Whatever the time and place—twentieth-century New York or twenty-first-century Cairo—no sooner does literature enter the courtroom than the same techniques of attack and defense come out. The accused litterateurs mount their case from the ramparts of expertise, demanding to be regarded, like engineers or doctors would be, as authorities in their field. The prosecution’s argument, on the other hand, is premised on the idea that literature is for everyone, which gives the criminal justice system the right to protect society from its harmful effects. If the prosecutor can read literature, then he’s also qualified to pass judgment on it.
Language is the raw material of both literature and the law, but judges and lawyers claim their own mysterious authority over it. While the practitioners of the law permit their courts and prisons to encroach upon literature, they won’t allow literature to be read in their courts.
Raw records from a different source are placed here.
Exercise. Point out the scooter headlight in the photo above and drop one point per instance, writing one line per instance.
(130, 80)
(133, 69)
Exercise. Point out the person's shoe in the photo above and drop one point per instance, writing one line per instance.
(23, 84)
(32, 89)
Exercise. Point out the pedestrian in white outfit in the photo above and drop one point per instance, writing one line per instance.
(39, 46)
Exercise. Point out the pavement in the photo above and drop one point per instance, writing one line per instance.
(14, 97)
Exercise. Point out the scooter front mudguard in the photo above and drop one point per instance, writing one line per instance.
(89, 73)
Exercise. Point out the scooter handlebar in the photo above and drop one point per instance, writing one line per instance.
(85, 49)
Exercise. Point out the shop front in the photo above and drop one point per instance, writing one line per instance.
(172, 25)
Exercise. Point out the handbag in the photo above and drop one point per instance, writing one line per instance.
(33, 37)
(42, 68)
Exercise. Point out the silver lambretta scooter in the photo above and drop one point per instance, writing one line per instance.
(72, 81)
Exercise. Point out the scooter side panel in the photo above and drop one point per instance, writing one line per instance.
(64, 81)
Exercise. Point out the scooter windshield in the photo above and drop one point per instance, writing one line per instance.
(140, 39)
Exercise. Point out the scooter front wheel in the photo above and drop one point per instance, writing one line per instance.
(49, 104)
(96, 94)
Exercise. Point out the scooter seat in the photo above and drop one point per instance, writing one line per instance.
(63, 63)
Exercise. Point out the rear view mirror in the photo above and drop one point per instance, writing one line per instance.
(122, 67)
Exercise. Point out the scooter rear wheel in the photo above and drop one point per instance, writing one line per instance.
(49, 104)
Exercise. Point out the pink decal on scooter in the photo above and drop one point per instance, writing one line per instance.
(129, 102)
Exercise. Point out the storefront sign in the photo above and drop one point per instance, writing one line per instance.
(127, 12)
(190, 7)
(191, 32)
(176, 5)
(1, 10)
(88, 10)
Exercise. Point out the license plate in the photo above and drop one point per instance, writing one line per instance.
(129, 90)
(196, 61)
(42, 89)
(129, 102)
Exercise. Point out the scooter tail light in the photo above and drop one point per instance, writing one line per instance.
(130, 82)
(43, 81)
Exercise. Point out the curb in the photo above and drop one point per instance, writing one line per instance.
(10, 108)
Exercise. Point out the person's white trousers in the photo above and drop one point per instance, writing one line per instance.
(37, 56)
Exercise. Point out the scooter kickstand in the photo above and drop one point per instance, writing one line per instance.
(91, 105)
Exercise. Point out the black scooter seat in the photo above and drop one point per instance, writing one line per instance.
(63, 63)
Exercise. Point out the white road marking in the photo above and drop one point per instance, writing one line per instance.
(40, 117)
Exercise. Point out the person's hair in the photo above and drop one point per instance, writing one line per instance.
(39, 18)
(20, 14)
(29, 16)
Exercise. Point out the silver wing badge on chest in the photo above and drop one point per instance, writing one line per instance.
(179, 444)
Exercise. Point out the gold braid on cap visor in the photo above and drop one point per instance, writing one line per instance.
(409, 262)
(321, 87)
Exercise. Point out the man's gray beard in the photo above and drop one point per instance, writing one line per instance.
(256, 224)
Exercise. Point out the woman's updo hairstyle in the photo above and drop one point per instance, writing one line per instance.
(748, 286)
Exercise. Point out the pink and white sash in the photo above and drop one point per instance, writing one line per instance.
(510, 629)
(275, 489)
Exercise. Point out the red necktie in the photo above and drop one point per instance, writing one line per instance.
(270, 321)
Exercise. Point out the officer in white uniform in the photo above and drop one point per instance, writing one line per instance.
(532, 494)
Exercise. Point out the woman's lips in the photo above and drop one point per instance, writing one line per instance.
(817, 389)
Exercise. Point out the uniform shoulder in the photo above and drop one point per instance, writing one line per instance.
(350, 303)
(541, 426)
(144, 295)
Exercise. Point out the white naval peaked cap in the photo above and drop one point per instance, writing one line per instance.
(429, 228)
Writers will defend themselves with tongues of fire, but on the stand they are stripped of their power, because their language is the proof of their guilt.
I’ve always found interviews with the media excruciating. Pressing me to explain my work and state what it is I’m trying to achieve, journalists seem to think that writers understand the full dimensions of the writing process. They don’t realize that writing is itself a way to understand, a way to doubt and question. When forced to defend myself, I always felt like the defense itself became a prison in which my relationship with literature was to be confined. I became trapped in a cage that they and I had together constructed out of sex, obscenity, taboos, and my conflict with censorship. I was being framed as a writer with an obscene agenda. But prior to my trial and conviction, even though I had published three books with literary presses, I never saw myself as a writer. Occasional journalist, day laborer in the arts market, often unemployed, intellectual masturbator, three-legged chair, daydreamer, mental adolescent, but a writer? Not sure. I was only thirty; I hadn’t decided what I wanted yet, and I didn’t see any reason why I should.